Lace types

Lace types

Duchess lace, or Duchesse lace, was produced in Belgium (and in particular in Brussels and Bruges) from about the mid-nineteenth century onwards. In general it was regarded as a cheaper version of 'true' Brussels lace. It is a form of bobbin lace. The bold motifs are joined by thin bars (brides). It is reportedly named after Marie-Henriette, duchess of Brabant.

Ghent lace is a form of bobbin lace, very similar to Valenciennes lace. WV

Gros Point de Venice, or simply Point de Venice, is a type of needlepoint lace produced in Venice from the seventeenth century. It is characterised by its floral patterns and other floral motifs set in relief, hence its other name, 'Gros' Point de Venice. Venetican lace is often described as the origin of many types of French lace, as for instance Point de France and Point de Sedan.

Guipure lace is a form of bobbin lace, whereby the patterns are connected with bars or plaits, and not with a mesh or net. The patterns, placed closely together, used to be outlined with a thicker thread (gimp). Guipure lace has an almost three-dimensional, raised appearance. It is nowadays also often known as Venetian lace.

Hollie point (or holy point) is a form of flat needlepoint lace with rows of hollie stitches: knotted buttonhole stitches worked over horizontal, stretched threads. Hollie point was popular in England from the seventeenth to the early nineteenth centuries.

Irish crochet or Irish crochet lace was developed in Ireland in the mid-nineteenth century. It imitates Venetian point laces. It includes separately crocheted motifs, which are brought together and provisionally basted to a ground before being joined with chains and picots, after which the ground is removed.

The production of Irish lace was promoted at the end of the nineteenth century by the Donegal Industrial Fund. This fund was established in 1883 by Alice and Ernest Hart, who wanted to help the destitute of Donegal by offering local women training in weaving, lace making and embroidery.

Kells lace was started up and organised by Emma Colston (c. 1796-1877, neé Hubbert) and her husband, Henry Colston (c. 1798-1856). Kells lace was named after the town of Kells in County Meath, Ireland, where Emma Colston's business was established.

Kenmare lace is a needlepoint lace, which was developed after the Poor Clare Nuns had founded a convent in Kenmare, Ireland, in 1861. They also established a school to train the local women to learn a craft to make a bit of extra money. They were taught embroidery, woodcarving and leatherwork. They also developed and made lace, which they sold to wealthy tourists.

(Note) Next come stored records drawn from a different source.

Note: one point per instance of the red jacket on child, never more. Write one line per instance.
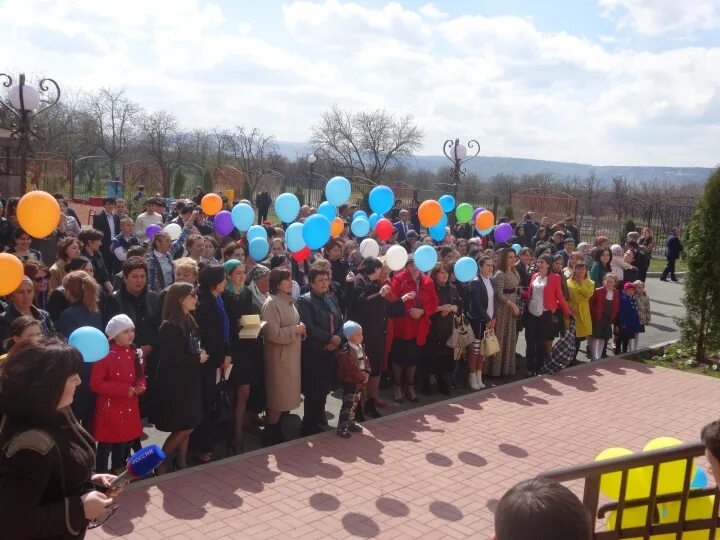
(117, 415)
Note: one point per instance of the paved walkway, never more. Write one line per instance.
(434, 472)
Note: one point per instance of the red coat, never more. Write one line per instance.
(117, 416)
(597, 304)
(552, 294)
(406, 327)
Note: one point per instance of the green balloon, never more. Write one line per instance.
(464, 212)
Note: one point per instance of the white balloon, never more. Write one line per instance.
(396, 258)
(174, 230)
(369, 248)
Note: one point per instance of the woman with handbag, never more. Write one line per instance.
(506, 282)
(543, 322)
(481, 312)
(437, 357)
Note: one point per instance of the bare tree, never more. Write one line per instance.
(111, 115)
(365, 143)
(157, 131)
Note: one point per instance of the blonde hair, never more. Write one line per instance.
(81, 286)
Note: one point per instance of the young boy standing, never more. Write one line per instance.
(353, 373)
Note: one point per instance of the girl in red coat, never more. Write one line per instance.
(118, 380)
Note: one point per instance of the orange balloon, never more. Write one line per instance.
(11, 273)
(484, 220)
(211, 204)
(38, 213)
(430, 213)
(336, 227)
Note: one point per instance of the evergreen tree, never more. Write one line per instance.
(701, 324)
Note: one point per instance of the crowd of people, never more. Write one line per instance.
(208, 343)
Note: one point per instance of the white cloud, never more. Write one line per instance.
(659, 17)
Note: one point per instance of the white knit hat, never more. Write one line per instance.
(117, 325)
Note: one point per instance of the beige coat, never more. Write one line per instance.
(282, 352)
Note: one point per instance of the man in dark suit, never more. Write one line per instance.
(107, 223)
(673, 248)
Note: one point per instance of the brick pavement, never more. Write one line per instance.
(433, 472)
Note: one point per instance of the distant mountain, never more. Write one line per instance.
(486, 167)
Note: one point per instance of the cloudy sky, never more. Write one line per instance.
(625, 82)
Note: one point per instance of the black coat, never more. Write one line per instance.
(317, 364)
(177, 395)
(371, 311)
(41, 482)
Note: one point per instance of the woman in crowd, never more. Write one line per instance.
(436, 355)
(40, 275)
(258, 280)
(283, 336)
(410, 332)
(22, 249)
(177, 395)
(91, 241)
(68, 249)
(481, 312)
(604, 307)
(506, 282)
(542, 323)
(601, 266)
(580, 290)
(44, 479)
(21, 303)
(22, 329)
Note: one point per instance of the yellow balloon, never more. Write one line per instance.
(637, 484)
(671, 475)
(38, 213)
(11, 273)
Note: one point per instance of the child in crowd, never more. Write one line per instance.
(118, 380)
(353, 373)
(628, 320)
(643, 304)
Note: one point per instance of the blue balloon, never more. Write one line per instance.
(447, 202)
(381, 199)
(256, 231)
(316, 231)
(91, 342)
(360, 227)
(243, 216)
(465, 269)
(700, 481)
(425, 258)
(293, 237)
(373, 219)
(287, 207)
(259, 248)
(437, 232)
(337, 190)
(328, 210)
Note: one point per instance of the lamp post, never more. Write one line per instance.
(24, 103)
(458, 154)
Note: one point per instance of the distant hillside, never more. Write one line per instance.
(487, 167)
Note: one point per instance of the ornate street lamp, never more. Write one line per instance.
(458, 154)
(24, 103)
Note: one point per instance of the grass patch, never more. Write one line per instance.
(676, 357)
(658, 265)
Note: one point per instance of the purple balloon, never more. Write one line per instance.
(223, 223)
(152, 230)
(503, 232)
(476, 212)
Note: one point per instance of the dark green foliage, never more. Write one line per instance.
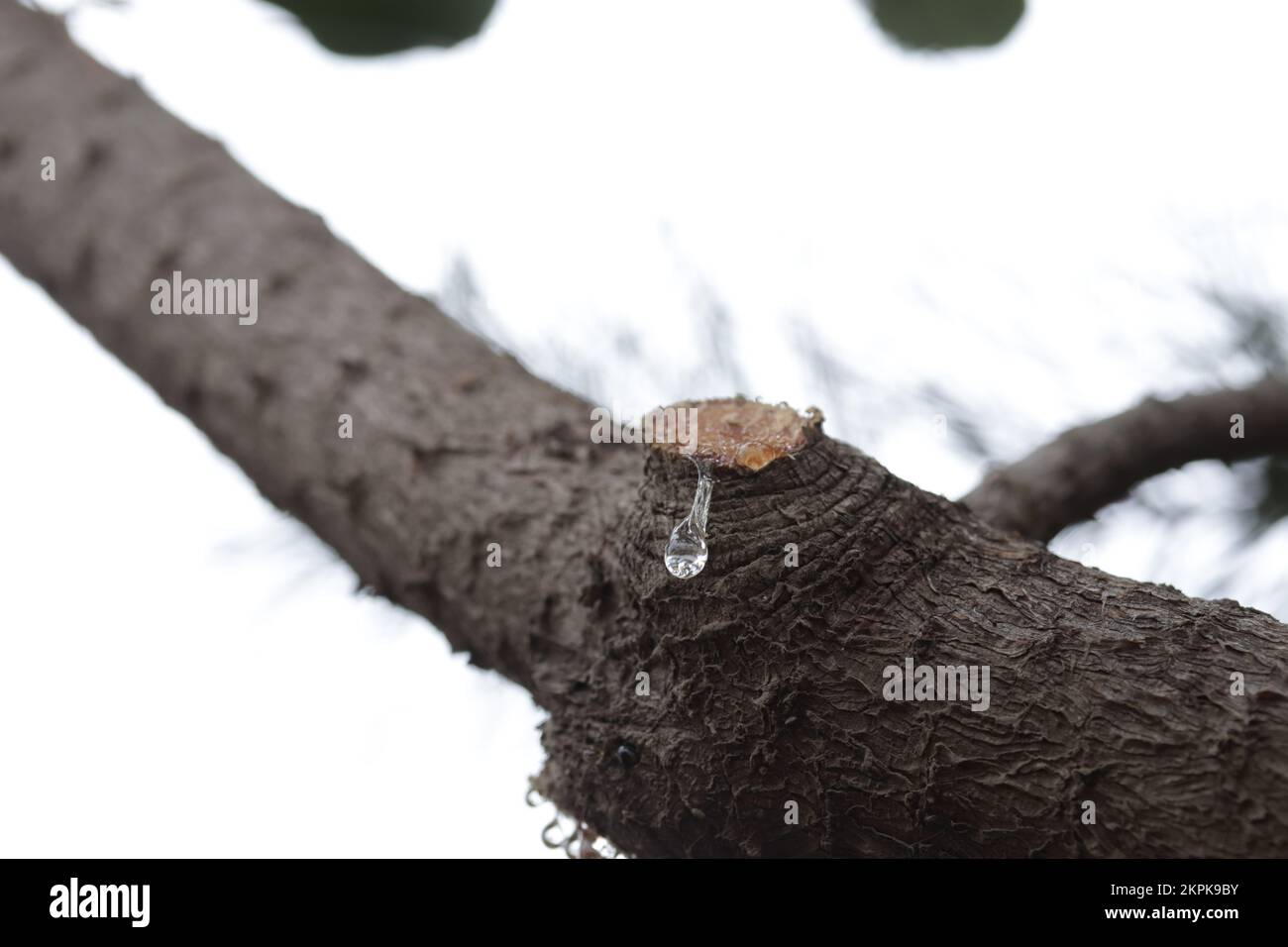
(947, 24)
(375, 27)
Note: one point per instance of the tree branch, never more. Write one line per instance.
(1094, 466)
(767, 672)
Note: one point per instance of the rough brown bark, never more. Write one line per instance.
(1093, 466)
(765, 680)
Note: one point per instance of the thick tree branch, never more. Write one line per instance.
(767, 674)
(1093, 466)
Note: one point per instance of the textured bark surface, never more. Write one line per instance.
(1093, 466)
(765, 680)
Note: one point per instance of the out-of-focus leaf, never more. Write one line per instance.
(376, 27)
(1274, 502)
(947, 24)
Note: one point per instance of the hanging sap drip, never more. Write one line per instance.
(687, 552)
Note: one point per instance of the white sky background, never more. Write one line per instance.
(184, 672)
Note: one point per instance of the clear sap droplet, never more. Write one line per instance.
(687, 551)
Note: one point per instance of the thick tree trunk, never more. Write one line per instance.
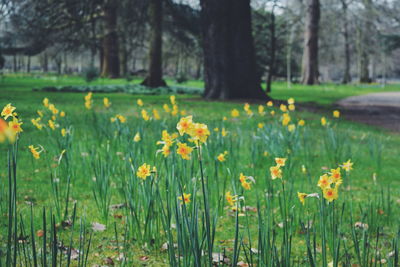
(271, 67)
(228, 48)
(346, 75)
(363, 45)
(154, 78)
(28, 65)
(310, 53)
(110, 41)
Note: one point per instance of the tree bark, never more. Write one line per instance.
(346, 75)
(154, 78)
(310, 54)
(228, 48)
(271, 67)
(110, 41)
(364, 42)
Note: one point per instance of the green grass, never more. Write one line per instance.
(93, 135)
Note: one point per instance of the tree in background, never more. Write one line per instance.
(110, 61)
(229, 56)
(310, 55)
(154, 78)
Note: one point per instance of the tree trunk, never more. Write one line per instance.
(346, 75)
(110, 41)
(310, 53)
(28, 65)
(271, 68)
(228, 48)
(154, 78)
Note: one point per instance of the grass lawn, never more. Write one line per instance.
(264, 225)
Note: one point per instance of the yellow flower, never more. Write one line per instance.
(156, 115)
(166, 150)
(348, 165)
(302, 197)
(246, 185)
(46, 102)
(7, 111)
(15, 125)
(323, 121)
(280, 162)
(221, 156)
(175, 110)
(330, 194)
(336, 176)
(185, 125)
(184, 150)
(36, 123)
(52, 125)
(137, 137)
(122, 119)
(35, 153)
(336, 113)
(88, 97)
(235, 113)
(303, 169)
(185, 198)
(143, 171)
(145, 115)
(324, 181)
(285, 119)
(283, 108)
(230, 199)
(88, 104)
(172, 99)
(106, 102)
(276, 172)
(200, 132)
(166, 108)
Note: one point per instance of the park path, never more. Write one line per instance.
(377, 109)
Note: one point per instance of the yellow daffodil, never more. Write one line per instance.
(235, 113)
(106, 102)
(280, 162)
(323, 121)
(276, 172)
(336, 113)
(143, 171)
(185, 125)
(230, 199)
(137, 138)
(15, 125)
(302, 197)
(185, 198)
(330, 194)
(324, 181)
(7, 111)
(184, 150)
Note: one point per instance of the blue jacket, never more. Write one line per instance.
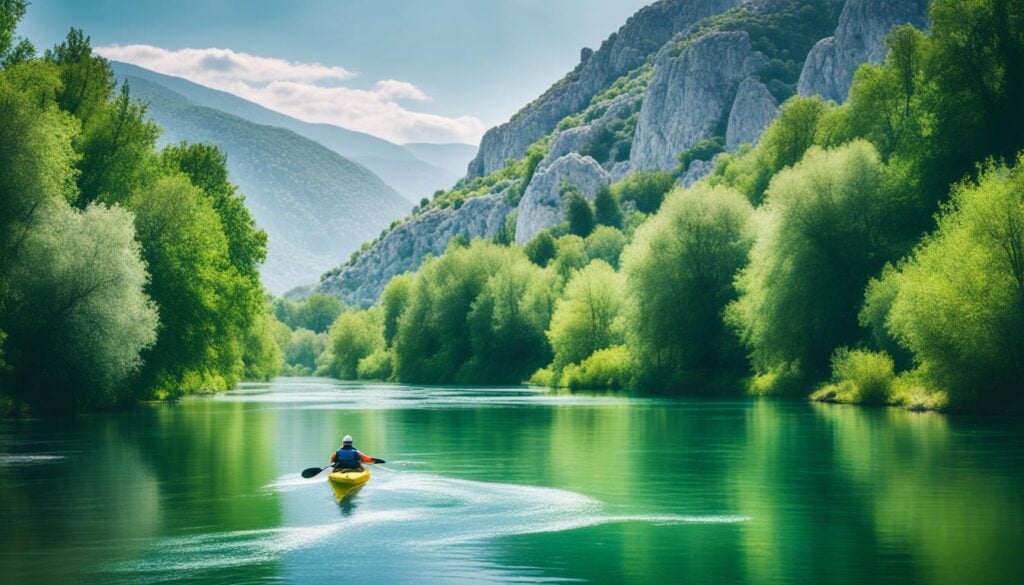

The Italian word lacis is used in different ways: (a) as a general term that is often translated as ‘network',  and according to some authors this includes interlaced, knotted or woven forms of decorated net; (b) as a specific form of network that uses a woven net with square meshes. This more specific meaning of the word is used for TRC Needles. It can be described as a form of embroidered lace.

Lefkara lace, also known as Lefkaritika and Lefkaritika lace, is a form of pulled thread embroidery with satin stitch details. It is often classed as a form of embroidered lace. Lefkaritika lace originally comes from the village of Lefkara, Cyprus, and is locally called tayiadha (compare Italian punto tagliato).

Lier (Lierre) lace is a form of embroidered net lace produced in the nineteenth and twentieth centuries in the northern Belgian town of Lier. One story says that around 1825, a Mr. Timmermans married Miss De Keersmaeker, who ran a lace school in Lier. Together they developed a form of embroidered lace that used a tambour hook rather than a needle to decorate cotton bobbinet.

Limerick lace is a form of embroidered net lace from Ireland. The technique uses machine-made net and was introduced to Limerick in 1829 by Charles Walker (d. 1842). He brought over twenty girls from Coggeshall, Essex (England) to set up a lace-making school.

Limerick run lace is a form of embroidered net lace. It uses a machine-made net (tulle) and a running stitch for decoration. It can be classed as a form of needlerun. It allegedly originated in Nottingham. It is very similar to Kells lace

Limerick tambour lace is a form of embroidered net lace, made with a machine-made net (tulle) and using chain stitch and a tambour hook for decoration. It should not be confused with Limerick run lace. It was made in Limerick, Ireland, from about 1829, when Mr Charles Walker set up a lace manufacturing business.

Madeira lace is a type of bobbin lace originally worked by nuns and their pupils on the island of Madeira. This type of bobbin lace was regarded as a coarse copy of Maltese, Mechlin and torchon lace forms.